The workload for dialysis technicians is quite large, so be ready and willing to work high volume and with a lot of patients. The job is pretty specific in nature, and is therefore very high demand. The job is rewarding, but relatively arduous, so be prepared.

Be Detailed

As dialysis technician, you will be responsible for preparing dialysis solutions that are used to sterilize the patients’ blood before treatment begins. This is vital to the success of the treatments, and attention to detail is a good trait to have. You may also be asked to monitor blood pressures and vital signs before and after dialysis. If anything significant changes during the course of the procedure, you should notify the concerned nurses or doctors.

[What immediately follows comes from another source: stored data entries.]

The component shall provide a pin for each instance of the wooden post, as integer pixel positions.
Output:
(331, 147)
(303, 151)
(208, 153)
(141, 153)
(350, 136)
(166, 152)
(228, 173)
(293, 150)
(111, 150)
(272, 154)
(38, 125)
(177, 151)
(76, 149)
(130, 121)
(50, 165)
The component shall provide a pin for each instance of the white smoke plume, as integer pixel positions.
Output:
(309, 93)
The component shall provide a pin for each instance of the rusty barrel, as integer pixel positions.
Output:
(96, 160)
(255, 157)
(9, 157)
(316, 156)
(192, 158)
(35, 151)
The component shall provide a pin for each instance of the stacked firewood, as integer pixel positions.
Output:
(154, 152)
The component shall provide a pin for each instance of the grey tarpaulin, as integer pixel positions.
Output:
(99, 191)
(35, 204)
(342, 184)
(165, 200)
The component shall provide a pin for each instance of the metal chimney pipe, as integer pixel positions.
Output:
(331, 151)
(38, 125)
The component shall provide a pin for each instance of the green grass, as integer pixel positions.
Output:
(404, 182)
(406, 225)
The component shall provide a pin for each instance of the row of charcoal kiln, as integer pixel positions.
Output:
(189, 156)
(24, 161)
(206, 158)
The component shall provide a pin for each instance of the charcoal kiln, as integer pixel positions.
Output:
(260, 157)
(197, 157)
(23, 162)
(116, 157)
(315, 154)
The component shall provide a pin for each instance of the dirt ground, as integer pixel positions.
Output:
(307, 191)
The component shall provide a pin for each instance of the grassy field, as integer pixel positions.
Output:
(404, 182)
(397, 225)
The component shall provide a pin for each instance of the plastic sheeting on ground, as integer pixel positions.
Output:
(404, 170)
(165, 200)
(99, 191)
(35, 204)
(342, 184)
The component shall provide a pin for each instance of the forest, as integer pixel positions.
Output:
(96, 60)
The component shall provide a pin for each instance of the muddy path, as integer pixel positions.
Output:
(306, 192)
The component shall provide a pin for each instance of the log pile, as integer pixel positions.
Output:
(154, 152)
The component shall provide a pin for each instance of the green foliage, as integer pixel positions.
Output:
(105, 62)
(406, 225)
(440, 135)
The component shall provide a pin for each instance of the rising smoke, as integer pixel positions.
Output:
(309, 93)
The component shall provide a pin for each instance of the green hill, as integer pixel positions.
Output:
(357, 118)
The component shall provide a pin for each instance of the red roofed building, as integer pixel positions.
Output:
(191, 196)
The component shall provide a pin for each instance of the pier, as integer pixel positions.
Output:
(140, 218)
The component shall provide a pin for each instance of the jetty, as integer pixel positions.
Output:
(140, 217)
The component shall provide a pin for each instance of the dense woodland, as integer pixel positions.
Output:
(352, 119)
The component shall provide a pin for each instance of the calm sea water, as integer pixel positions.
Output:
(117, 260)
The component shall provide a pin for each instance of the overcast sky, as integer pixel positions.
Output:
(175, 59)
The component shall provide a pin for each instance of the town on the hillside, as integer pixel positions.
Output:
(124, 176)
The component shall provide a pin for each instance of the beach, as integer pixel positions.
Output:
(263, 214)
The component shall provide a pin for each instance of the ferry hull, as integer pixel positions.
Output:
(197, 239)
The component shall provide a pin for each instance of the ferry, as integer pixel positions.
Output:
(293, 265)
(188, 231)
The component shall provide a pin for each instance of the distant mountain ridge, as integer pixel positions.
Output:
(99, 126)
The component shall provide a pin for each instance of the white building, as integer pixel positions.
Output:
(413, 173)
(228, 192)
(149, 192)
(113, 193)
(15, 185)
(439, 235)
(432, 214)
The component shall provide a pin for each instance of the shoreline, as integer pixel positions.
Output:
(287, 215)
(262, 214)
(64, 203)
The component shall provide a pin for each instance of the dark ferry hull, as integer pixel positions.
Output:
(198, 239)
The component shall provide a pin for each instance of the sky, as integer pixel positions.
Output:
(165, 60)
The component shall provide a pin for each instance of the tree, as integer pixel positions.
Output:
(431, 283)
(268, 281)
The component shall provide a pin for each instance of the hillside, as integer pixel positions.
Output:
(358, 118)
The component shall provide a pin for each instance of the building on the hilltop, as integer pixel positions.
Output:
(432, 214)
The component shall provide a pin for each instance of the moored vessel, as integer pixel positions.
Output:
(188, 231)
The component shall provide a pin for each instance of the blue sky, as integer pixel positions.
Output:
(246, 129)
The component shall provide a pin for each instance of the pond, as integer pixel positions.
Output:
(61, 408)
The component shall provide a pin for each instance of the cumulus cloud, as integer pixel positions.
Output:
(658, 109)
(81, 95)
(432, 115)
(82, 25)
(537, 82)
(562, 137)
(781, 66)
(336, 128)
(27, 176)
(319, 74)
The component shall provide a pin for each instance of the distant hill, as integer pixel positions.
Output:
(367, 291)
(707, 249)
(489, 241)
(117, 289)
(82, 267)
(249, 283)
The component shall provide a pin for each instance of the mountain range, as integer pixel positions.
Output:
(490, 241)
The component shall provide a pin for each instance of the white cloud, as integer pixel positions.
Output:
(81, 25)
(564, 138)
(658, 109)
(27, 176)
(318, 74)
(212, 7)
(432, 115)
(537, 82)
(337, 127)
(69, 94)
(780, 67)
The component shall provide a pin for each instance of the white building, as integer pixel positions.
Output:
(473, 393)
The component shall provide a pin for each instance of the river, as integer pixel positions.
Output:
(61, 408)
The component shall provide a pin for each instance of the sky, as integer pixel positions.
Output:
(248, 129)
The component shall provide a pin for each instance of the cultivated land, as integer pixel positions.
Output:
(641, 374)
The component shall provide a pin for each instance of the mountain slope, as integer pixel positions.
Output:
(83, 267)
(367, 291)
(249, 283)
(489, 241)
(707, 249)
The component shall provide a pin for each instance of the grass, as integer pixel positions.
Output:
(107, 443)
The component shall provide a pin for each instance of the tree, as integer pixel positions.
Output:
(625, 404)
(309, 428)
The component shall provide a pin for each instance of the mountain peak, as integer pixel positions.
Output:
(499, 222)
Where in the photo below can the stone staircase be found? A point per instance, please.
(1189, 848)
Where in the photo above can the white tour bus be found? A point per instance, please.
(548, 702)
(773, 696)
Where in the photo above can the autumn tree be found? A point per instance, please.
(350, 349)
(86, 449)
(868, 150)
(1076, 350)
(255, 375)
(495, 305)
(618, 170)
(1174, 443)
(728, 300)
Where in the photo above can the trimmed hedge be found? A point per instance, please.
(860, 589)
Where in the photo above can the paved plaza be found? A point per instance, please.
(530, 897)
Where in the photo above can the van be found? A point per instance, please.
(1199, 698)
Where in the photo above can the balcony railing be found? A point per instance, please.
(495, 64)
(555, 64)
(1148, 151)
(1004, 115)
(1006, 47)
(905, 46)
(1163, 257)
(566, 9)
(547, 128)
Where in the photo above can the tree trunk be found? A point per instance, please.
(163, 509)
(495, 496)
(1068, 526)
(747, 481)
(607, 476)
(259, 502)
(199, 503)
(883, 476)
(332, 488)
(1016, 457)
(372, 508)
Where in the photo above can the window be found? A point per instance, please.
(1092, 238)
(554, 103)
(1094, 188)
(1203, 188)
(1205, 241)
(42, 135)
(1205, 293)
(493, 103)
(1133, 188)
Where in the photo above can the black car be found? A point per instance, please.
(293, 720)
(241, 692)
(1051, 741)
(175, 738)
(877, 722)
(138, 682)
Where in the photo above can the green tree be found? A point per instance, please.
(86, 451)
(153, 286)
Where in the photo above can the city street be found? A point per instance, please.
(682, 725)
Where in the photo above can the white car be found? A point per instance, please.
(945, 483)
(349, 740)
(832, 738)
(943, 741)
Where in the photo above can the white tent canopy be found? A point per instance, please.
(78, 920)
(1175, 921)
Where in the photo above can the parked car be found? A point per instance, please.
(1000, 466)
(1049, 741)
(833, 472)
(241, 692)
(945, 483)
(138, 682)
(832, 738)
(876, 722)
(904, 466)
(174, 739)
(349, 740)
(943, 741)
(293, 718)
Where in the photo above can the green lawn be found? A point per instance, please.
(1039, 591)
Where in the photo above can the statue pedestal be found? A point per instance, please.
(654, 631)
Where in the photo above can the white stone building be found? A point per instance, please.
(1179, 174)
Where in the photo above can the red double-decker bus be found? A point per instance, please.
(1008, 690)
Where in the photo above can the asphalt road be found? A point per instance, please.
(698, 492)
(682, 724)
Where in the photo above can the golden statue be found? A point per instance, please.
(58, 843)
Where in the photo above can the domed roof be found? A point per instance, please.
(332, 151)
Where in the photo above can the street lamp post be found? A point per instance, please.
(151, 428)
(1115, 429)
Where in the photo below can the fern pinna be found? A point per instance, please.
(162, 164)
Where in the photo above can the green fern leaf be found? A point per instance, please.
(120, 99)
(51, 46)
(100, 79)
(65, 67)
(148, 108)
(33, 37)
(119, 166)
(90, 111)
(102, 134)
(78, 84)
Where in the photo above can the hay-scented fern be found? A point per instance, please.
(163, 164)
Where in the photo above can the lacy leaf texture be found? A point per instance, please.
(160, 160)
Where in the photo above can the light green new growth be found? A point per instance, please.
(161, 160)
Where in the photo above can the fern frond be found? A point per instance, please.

You will also be prepared to respond quickly during emergency treatment involving dialysis. Work also requires technicians to clean, sterilize and maintain dialysis machines.


A high school diploma or equivalent diploma (GED) is required for the training program. In addition, you may also want to enroll in classes specific to math and science.

Certificates and Licenses

In addition to the diploma, you will need a certificate as a dialysis technician from the related organization. Check out the National Nephrology Certification Organization. In all cases, passing the national exam will exempt you from taking the state qualification.


You need to be trained in CPR, anatomy and physiology, and administering first aid as a first responder. You should also know the correct methods to manage and operate a variety of dialysis equipment. In addition to this knowledge, you need to be able to prepare dialysis prescriptions, and have knowledge of patient treatment involved in the before, during and after of the procedure. Finally, you will also go through many hours of clinical training that will be monitored by an administrator qualified in the relevant protocols.